Drone Racing Champion Defeated by AI for First Time
As first-person (FPV) drone racing becomes more popular, AI implementations have improved their performance versus human pilots. While there is still much unexplored land in this field of research, it has the potential to impact a variety of real-world applications for autonomous drones.
Researchers from the University of Zurich revealed an autonomous drone control system capable of outflying human pilots on race circuits in 2021. They’ve created a successor in the two years since, claiming to have defeated three world-champion FPV drone racers.
The new sport requires contestants to fly a small drone through a series of gates as rapidly as possible, with the video feed from the drone’s camera attached to the pilot’s goggles. Racers’ quick reflexes and high level of expertise test the boundaries of drone mobility, making them an appealing subject for research into autonomous control systems.
Swift’s AI was trained using a neural network and data from an onboard computer, a camera, and an inertial sensor. Swift set track records during the test, defeating three international world champions, owing to its ability to take much tighter corners than the human pilots. Autonomous racing system research is almost as ancient as drone racing, but recent achievements from the University of Zurich have taken it to a new level.

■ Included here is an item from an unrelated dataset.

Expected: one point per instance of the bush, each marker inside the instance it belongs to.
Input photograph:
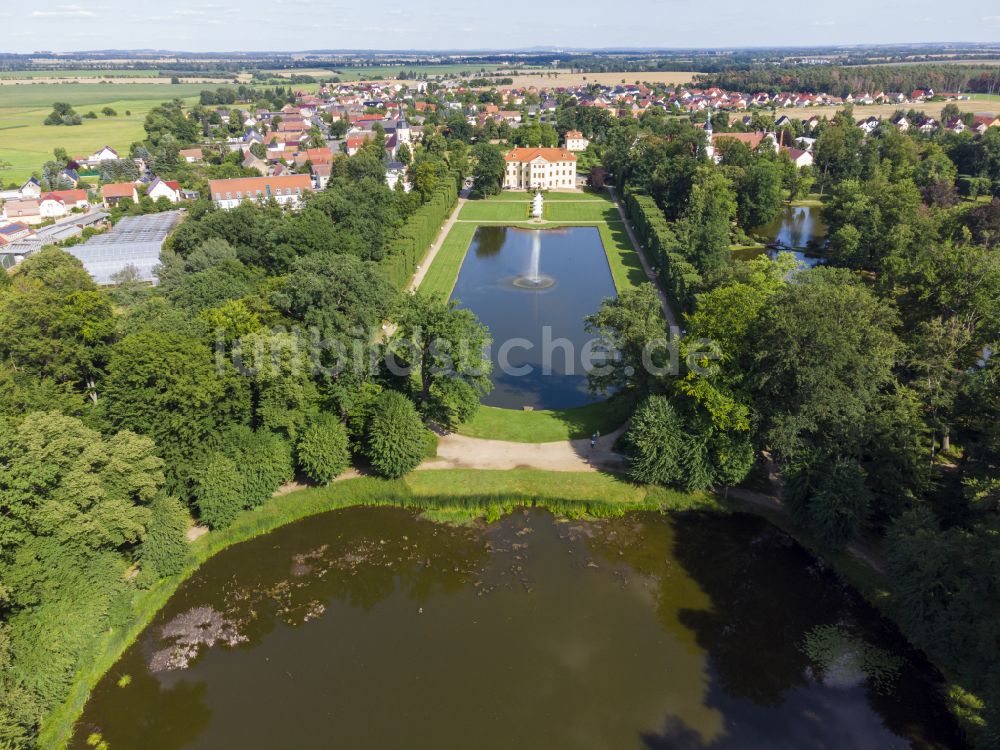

The most noticeable difference is that, although the human racers spent a week training on the test course, the artificial intelligence (AI) training procedure took only about an hour on a regular workstation desktop. The drone may have two advantages over the racers’ brains: it analyzes information faster and perceives inertia in a manner that humans do not. Swift’s video stream, on the other hand, was only 30Hz, whereas the pilots’ cameras refreshed at 120Hz, providing them much more visual data.
Swift has only been tested on one indoor circuit, whereas drone races are done in a variety of indoor and outdoor venues. It’s unknown how self-driving systems like Swift would handle things like wind or changing lighting conditions, so there’s definitely potential for additional research.
The findings of these and other tests could have far-reaching effects beyond drone racing. They could aid in the improvement of how self-flying drones navigate real-world settings for applications such as deliveries, search and rescue, combat, and others.